ACORD promeut en outre des mesures de professionnalisation des paysans. Il s’agit plus précisément de mettre en place un système d’information leur permettant de mieux répondre à la demande du marché et de mieux commercialiser leurs produits. De plus, il convient de renforcer les compétences des coopératives mises en place lors des phases de projet antérieures. Le projet se centre à cet égard sur la possibilité de développer des mécanismes de financement aidant à une meilleure commercialisation des produits.
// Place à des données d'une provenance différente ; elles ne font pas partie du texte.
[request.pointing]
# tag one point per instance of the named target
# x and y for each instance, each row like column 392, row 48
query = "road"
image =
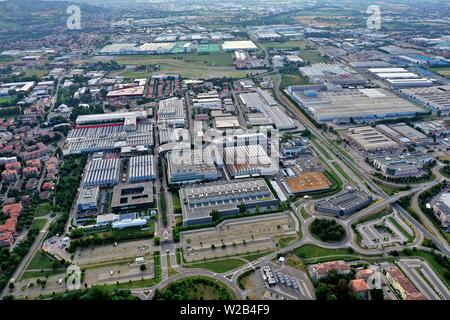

Notre partenaire aide les producteurs à s’organiser et à se regrouper (à l’échelon régional et national) pour pouvoir lutter ensemble contre le problème de l’insécurité alimentaire. Pour ce faire, l’ONG crée des plates-formes de coordination régionales dont le travail est encadré par notre partenaire. Un appui au développement institutionnel est fourni pour accroître la visibilité et le positionnement des plates-formes afin qu’elles puissent contracter des alliances avec d’autres parties. Les bases d’une participation possible des productrices et producteurs aux débats nationaux sur la politique et les stratégies agropastorales sont ainsi posées. Le projet améliore de surcroît les infrastructures de production : des locaux d’entreposage des récoltes sont par exemple construits et des enclos facilitant la vaccination du bétail mis en place, tout comme des bassins d’irrigation.

Le changement climatique constitue un grand défi pour les producteurs tchadiens. Des cours de sensibilisation des paysans au changement climatique sont donc menés dans le cadre de ce projet. On y élabore des stratégies sur des méthodes destinées à éviter la surexploitation des ressources à l’appui de conventions d’exploitation et de mesures de protection locales. ACORD transmet par ailleurs aux paysans des méthodes d’agroforesterie, de culture fourragère et d’assainissement des sols. De plus, ACORD encourage la création d’un dispositif d’urgence qui, en cas de crise, permet de réagir rapidement et efficacement. Les données sont collectées et diffusées de manière systématique et des processus de décision clairs sont définis pour gérer au mieux les situations de crise.